"The first meeting that we had [with Atira], we couldn't meet on Hastings Street because there's no coffee shop in the neighbourhood. There's nowhere to go for local residents to sit and talk," Elana Zysblat, the chair of the Strathcona Residents' Association, told The Early Edition's Rick Cluff.
"We'd like to see commercial space, locally relevant retail. We'd like to see a pedestrian friendly environment, because those few blocks of Hastings from Heatley and Clark which are in our neighbourhood are really not a very pedestrian or locally friendly area."
Janice Abbot, the CEO of Atira Women's Resource Society, said retail is being considered for the plan.
"I think the requests around commercial space are reasonable, so we're looking at incorporating this very early on," she said.
The 26-unit project would act as independent housing for women. 20 of the units will be studio apartments, with 6 two bedroom units for women with children.
Family housing needed
Zysblat said she would also like to see more social housing for families.

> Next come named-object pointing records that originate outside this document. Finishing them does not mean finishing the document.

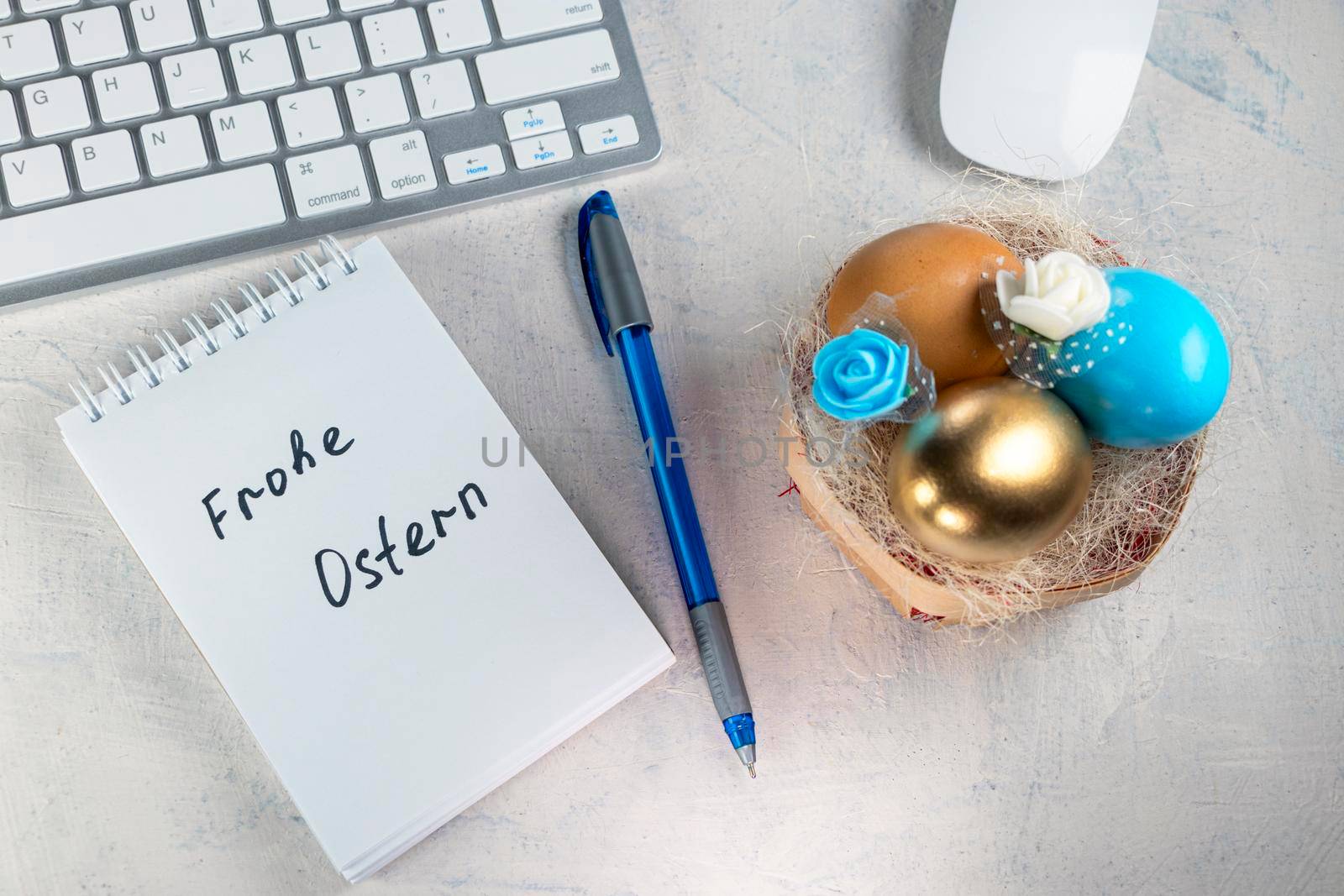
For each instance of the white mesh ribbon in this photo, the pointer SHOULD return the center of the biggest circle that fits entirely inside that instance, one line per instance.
(1043, 362)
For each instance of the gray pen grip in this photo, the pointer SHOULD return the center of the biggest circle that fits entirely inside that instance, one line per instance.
(721, 661)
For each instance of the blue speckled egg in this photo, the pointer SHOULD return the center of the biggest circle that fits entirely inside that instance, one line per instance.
(1166, 372)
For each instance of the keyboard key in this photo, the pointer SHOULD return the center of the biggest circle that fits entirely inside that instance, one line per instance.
(94, 35)
(161, 24)
(27, 49)
(457, 24)
(605, 136)
(55, 107)
(328, 51)
(524, 18)
(443, 89)
(546, 66)
(194, 78)
(309, 117)
(376, 102)
(539, 118)
(230, 18)
(34, 7)
(242, 132)
(168, 215)
(549, 149)
(261, 65)
(474, 164)
(402, 165)
(174, 147)
(10, 132)
(125, 93)
(393, 38)
(286, 13)
(33, 176)
(326, 181)
(104, 161)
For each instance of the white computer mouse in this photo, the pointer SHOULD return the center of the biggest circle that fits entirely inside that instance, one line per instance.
(1041, 87)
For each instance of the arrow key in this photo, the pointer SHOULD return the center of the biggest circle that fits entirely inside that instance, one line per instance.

"Social housing in Strathcona is supposed to be family focused," she said.
"Atira has their mandate. They have to house the people that are a priority to them. I think our issue is with the city. The city said Heatley to Clark social housing should be focused on family. In this case, that's not what they're implementing."
Abbot said Atira does want to build more housing for families, but said that doesn't work with the current plans for this particular building.
"For us it's always a balance between doing something that meets all the needs of the neighbourhood and making it work financially."